Freud's Seduction Theory

According to Freud’s seduction theory, nurture plays a causal role in shaping the mind by allowing experience to have an impact. According to this theory, repressed memories of childhood sexual abuse are what lead to hysteria and obsession neurosis. Infantile sexual abuse is the early introduction of sexual behaviour into the child’s experience, which is the source of all neuroses. Trauma produces emotions and ideas that are impossible to integrate. It is possible for an adult who had a typical, trauma-free childhood to contain and incorporate sexual feelings into a consistent sense of self. According to Freud, adults who were sexually abused as children experience unconscious memories and sensations that are incompatible with the main body of thoughts and feelings that make up their experience. The inability to assimilate experiences leads directly to psychic disorders. For some disorders, hysteria in particular, to manifest, unconscious memories of childhood sexual abuse was a prerequisite. A further requirement, however, was that the abuse must have left an unconscious memory.

Freud debates the validity of his seduction theory and ultimately develops the suspicion that it implies an improbably high prevalence of fathers engaging in incest and sexual abuse. The hypothesis that what seem to be memories of seduction are actually fantasies connected to the Entitlement complex and that they are an expression of the kid’s unconscious desire to seduce its father ultimately replaces the theory. However, Freud does not deny that child sexual abuse occurs and says in one of his final writings that it is common enough.

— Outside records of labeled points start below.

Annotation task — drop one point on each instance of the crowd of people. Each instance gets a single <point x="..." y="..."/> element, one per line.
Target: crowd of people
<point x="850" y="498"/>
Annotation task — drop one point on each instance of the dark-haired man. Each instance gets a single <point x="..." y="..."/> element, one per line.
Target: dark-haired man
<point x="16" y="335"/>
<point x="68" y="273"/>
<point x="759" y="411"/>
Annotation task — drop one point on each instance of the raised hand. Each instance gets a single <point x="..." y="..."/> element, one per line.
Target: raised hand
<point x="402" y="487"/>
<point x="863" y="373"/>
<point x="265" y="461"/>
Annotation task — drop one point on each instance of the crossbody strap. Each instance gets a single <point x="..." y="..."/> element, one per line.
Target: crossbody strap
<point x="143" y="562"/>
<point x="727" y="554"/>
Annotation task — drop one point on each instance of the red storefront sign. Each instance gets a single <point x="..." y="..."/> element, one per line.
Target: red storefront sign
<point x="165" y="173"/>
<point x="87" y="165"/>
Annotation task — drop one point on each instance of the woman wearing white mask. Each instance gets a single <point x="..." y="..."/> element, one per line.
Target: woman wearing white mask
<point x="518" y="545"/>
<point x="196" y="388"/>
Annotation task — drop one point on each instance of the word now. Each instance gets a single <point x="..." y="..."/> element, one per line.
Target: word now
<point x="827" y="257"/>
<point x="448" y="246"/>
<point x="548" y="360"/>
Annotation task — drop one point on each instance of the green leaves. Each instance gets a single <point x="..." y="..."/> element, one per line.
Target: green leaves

Freud is equating his theory of hysteria with the old-fashioned notion of witches’ possession. Hysteria, according to Freud, is always a delayed effect of prepubescent sexual abuse, typically committed by adults, as stated in his lecture. To cause hysterical symptoms, “the scenes must be present as unconscious memories.” The memory-trace of the childhood sexual trauma is activated in hysterical people, according to Freud. According to Freud, only his pressure technique and “a new method of psychoanalysis” can extract these subconscious memories of sexual traumas from childhood. This, according to Freud, is the only method for awakening the unconscious. Unconscious memories of childhood sexual abuse were the key to Freud’s theory of seduction. Freud looked for alternative theories to explain hysteria while publicly upholding his belief in his seduction theory. In January 1897, Freud wrote two letters to Response to these stimuli about witches, which form the core of his transitional phase. His interest in witches is evident from these letters, which also reveal that he ordered the Malleus, a mediaeval book on the subject. Freud compares his patients to the legends of the witches in his letters to Fliess. According to the inquisitors, witches occasionally imagined that the devil had sexually abused them. As time went on, Freud began to view memory with less confidence.

Freud later abandoned his belief that all incidents of hysteria were the result of childhood sexual abuse, but he never abandoned the idea that some cases were. Freud is not to blame for using an inquisitorial approach to extract from his patients the story lines of seduction he needed to support his theory. Instead, he attributes it to hysterics fabrications in their memories. According to this theory, repressed memories of childhood sexual abuse are what lead to hysteria and obsession neurosis. Infantile sexual abuse is the obvious reference of sexuality into the child’s experience, which is the source of all neuroses. Trauma produces emotions and ideas that are impossible to integrate.

Freud gave up on his hysteria/neuroses seduction theory in 1897. He identified four explanations for why he could no longer hold to his seduction theory:

  1. Had not allowed him to treat even one patient successfully.
  2. Given how frequently hysteria occurred, many fathers, including his own, would have to face accusations of sexual perversion.
  3. He thought that his unconscious mind probably couldn’t tell the difference between reality and fiction.
  4. He discovered that unconscious sexual memories from early childhood hardly ever surfaced in patients with advanced psychosis.

He gave up on his seduction theory before developing the Oedipus complex, which would eventually take its place.

Freud had a number of character traits that helped him become a major figure in 20th century thought, including self-assurance, infrequent sex, outstanding writing ability, and the capacity for close, secretive friendships. Most of these friendships ended unhappily, and Freud frequently felt oppressed by former friends and regarded them as enemies. Ambition, ambivalence toward father figures, moral courage, a keen sense of isolation, and a dislike of Americans during his formative years were among his other traits.